Several others were wounded in another blast tphat struck near the hospital's emergency room as the bus bombing victims were rushed in.
"All the (bus) victims are women teachers and students," said Mir Zubair Mehmood, a police official in Quetta. The blast shattered the windows of offices and classrooms inside Sardar Bahadur Khan Women University.
The university bus was parked at the school on the outskirts of Quetta, the capital of Balochistan province in southwestern Pakistan.
There was no immediate claim of responsibility. But Pervez Rasheed, the country's information minister, said, "We do not think there is any foreign involvement in these attacks -- this looks like homegrown terrorists."
U.N. Secretary-General Ban Ki-moon condemned the attacks, saying "violence against women and educators has increased in recent years. The aim being to keep girls from attaining a basic right to education."
Ban called on Pakistan's new leader, Nawaz Sharif, to do "all possible to bring the perpetrators to justice."

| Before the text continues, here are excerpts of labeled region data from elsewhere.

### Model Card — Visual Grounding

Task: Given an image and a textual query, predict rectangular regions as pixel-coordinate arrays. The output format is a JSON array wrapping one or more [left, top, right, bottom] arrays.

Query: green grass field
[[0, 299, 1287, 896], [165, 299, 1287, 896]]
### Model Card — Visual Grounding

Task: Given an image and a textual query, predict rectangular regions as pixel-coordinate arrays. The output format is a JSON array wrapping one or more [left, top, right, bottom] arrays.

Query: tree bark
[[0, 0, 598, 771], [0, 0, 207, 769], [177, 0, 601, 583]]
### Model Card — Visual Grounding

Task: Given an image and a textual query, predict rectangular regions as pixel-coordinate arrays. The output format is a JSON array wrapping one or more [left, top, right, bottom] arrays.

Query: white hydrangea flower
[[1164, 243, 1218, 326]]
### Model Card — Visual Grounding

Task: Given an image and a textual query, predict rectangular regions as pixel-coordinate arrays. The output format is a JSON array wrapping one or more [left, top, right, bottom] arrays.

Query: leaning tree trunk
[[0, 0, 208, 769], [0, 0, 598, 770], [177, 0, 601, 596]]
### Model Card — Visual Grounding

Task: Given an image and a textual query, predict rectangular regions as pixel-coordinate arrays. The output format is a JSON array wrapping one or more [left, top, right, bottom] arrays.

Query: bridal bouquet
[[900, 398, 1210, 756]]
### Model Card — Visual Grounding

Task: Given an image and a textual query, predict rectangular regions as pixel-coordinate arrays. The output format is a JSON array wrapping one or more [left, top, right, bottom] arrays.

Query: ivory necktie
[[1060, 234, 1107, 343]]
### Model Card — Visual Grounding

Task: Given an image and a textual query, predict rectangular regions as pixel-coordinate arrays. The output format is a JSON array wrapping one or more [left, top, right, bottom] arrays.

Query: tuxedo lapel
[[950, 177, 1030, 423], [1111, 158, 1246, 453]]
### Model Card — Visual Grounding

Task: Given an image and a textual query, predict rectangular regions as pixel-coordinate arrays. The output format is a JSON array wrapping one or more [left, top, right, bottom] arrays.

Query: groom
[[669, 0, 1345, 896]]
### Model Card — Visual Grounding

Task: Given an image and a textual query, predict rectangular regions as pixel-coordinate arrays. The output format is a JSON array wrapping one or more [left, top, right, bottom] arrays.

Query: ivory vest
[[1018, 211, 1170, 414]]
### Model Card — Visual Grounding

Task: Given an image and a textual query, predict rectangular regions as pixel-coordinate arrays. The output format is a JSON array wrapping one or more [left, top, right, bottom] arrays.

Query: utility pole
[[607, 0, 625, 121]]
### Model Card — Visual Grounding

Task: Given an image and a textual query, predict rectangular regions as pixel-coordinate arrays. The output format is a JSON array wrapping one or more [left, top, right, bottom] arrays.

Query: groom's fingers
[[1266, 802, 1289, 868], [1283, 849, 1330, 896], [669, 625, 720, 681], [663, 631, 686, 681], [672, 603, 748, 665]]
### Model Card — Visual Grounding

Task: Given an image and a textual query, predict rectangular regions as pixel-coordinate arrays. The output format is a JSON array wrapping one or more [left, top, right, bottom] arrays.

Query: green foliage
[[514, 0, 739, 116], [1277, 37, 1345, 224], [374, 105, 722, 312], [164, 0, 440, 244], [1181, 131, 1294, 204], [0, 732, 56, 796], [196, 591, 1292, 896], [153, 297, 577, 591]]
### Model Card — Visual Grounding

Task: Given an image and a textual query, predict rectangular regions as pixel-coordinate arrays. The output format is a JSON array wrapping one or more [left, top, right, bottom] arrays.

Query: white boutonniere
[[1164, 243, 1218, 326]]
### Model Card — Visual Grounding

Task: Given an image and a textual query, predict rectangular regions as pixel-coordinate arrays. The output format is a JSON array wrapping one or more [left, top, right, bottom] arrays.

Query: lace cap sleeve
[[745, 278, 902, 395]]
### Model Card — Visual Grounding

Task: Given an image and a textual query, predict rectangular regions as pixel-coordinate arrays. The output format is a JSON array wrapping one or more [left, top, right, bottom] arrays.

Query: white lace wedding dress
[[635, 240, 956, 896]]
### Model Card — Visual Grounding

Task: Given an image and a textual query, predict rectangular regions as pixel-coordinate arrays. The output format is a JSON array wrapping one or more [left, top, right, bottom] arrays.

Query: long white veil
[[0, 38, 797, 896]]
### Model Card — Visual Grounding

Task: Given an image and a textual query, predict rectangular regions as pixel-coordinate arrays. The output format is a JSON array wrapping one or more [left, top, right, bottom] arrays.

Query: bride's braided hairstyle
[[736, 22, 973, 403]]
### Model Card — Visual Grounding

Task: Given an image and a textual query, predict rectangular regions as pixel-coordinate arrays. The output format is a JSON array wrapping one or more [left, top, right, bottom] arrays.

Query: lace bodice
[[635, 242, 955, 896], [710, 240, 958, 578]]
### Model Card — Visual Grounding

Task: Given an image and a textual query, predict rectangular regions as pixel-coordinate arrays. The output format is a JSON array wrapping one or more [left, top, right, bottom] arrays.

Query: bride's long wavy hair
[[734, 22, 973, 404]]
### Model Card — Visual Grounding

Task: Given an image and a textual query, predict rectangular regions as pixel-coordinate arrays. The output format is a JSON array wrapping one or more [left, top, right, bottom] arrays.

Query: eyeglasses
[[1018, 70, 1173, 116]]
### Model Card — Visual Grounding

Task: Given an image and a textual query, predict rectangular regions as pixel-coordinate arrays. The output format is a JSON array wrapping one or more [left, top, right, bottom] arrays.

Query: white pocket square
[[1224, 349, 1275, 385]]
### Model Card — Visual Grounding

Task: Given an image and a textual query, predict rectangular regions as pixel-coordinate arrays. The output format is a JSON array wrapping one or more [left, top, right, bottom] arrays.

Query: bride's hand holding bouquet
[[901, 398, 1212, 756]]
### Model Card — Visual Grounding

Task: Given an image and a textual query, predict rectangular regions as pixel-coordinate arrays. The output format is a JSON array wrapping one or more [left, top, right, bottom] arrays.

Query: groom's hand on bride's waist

On Sunday, gunmen killed two polio workers who were making home visits in Khyber Pakhtunkhwa province in northwestern Pakistan, police said. Sharif called the attack "cowardly and inhumane."
Earlier Saturday, assailants bombed the home of Pakistani founding father Muhammad Ali Jinnah in Balochistan, killing a police officer and wounding an employee, authorities said.
The attack occurred in Ziarat, one of the country's top tourist spots, about 150 kilometers (93 miles) from Quetta. Jinnah spent the last days of his life at the home.